サボテグロンじゃないのが残念だが昆虫型改造人間の設定では無理かー。
ライダー2号は進化したから変身ポーズで風がなくても変身できるんだなー。なるほど。

ニセライダーたちのエピソードもオリジナルにありました。
今回のニセライダーはマシンガンを使うギャングみたいだけど、オリジナル当時もニセライダーがズラーッと並んだときはときめきました。
バイクアクションシーンはCGじゃなくて実写で見たかったけど、やっぱりそこは無理だったかなー。『トップガン マーヴェリック 』で実写の迫力に開眼しちゃったのが原因。ちょっと残念。

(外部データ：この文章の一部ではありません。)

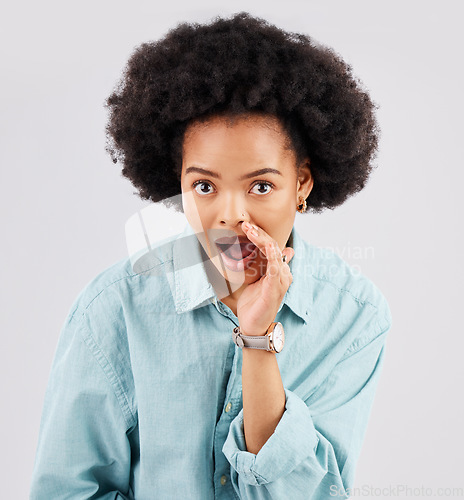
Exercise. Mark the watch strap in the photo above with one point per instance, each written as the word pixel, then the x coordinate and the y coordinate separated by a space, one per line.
pixel 251 341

ラストでショッカーと戦うことを誓い本郷猛と一体になり、これまた懐かしい造形の新サイクロン号を走らせるライダー2号一文字隼人の姿で締めくくられる切なく悲しくも清々しいショットは感動的で胸が熱くなった。

ライダーの歌に彩られたエンドクレジットで、監督がどれだけ仮面ライダーが好きでリスペクトしているかがわかった気がした。

賛否あっていいと思う出来の映画ですが、オリジナル信奉者なので甘い評価になっても許してください。

やっぱり『仮面ライダー』は今でも心の中にいました。